How can these 773 million men and women have access to life-saving information when they are not able to read or write? How can they verify the information they are receiving if multiple sources differ in content? And how can mothers and fathers support their children with their school work in confinement when they themselves are non-literate? The answer is simple and sad: they barely can.

Non-literate youth and adults will most likely be the hardest hit by educational, social and economic impacts of COVID-19. This pandemic shows us the urgency of investing in literacy for everyone – young and old. We cannot leave anyone behind. We must act now.

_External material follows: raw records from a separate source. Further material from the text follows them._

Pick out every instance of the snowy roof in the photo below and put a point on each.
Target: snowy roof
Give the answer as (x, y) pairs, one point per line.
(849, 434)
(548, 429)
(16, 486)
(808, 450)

It is critical that literacy for learners of all ages be integrated into global and national COVID-19 responses and recovery plans. We must ensure the continuity of learning, improved provision, and enhanced national lifelong learning systems and capacities. We must invest in open and distance learning opportunities. We must assist teachers in finding new ways to reach out to those lacking basic literacy skills. And we must provide adequate funding to ensure that skilled teachers are able to support their learners until they are able to read and write. The UNESCO Strategy for Youth and Adult Literacy and the work of the Global Alliance for Literacy are an ideal basis for these actions.

Let us use this crisis to tackle the challenges that were already staring us in the face, a long time before COVID-19 was in our midst. This pandemic should be the final wake-up call to put into practice what we actually already knew was necessary: to enable everyone to read and write so that they can play their full part in social and economic life and in the process of rebuilding and renewal that must follow in the aftermath of the pandemic.

We must prioritize the needs of those who were most disadvantaged before the pandemic began. This is essential if we are to make progress in meeting the commitments made by world leaders in adopting the 2030 Agenda for Sustainable Development, and in Sustainable Development Goal 4 on education in particular, with its target to ensure that all youth and a substantial proportion of adults, both men and women, achieve literacy and numeracy. Now, more than ever, we must ensure that the international community’s promise to ‘leave no one behind’ does not ring hollow.

Her Royal Highness Princess Laurentien of the Netherlands is UNESCO Special Envoy on Literacy for Development

5 thoughts on “COVID-19: A wake-up call to invest in literacy

  1. It is an ongoing tragedy that so many people are born into a lifetime of illiteracy. In the words of Gramsci, “the old is dying and the new cannot be born”. With the disruption to education brought about by Covid-19 there exists an opportunity, to embrace this interregnum, and to rebuild an education system that must include the 773 million Youth and Adults globally, that lack the most basic levels of literacy i.e. reading and spelling.
    Access to information has never been as plentiful, with the advent of digital online technology, and proper investment has to be made available to make this obtainable to everyone. We have worked in this burgeoning online education sector, for more than 10 years, and know first-hand the happiness and success that literacy can bring to parents, children and families. Learn to read – read to Learn.

  2. Great article about the situation of youth in the world of today where illiteracy is wide-ranging and those who are literate do not really care about the less fortunate in society.

    Technology is an important driver of progress but it can also deepen inequalities in areas in which poverty is widespread – What can we do to attain equity for children and youth, and in particular girls?

  3. me gusta el articulo ya que pone en evidencia la necesidad y la importancia de que los gobiernos inviertan en la alfabetización, lo que se traduce en invertir en la educación, se muestra la gran desigualdad que a nivel educativo son evidente de acuerdo a los estratos sociales . y el alto porcentaje de personas analfabeta y vulnerables que hay en el mundo… vale citar la frase de libertador Simón Bolívar ” Los pueblos avanzan al ritmo que avanza su educación”

  4. Thank you so much for focusing attention on this. I found this article as I was working on a similar article in Swedish to be published on the UN Literacy day on September 8th, and will quote from it.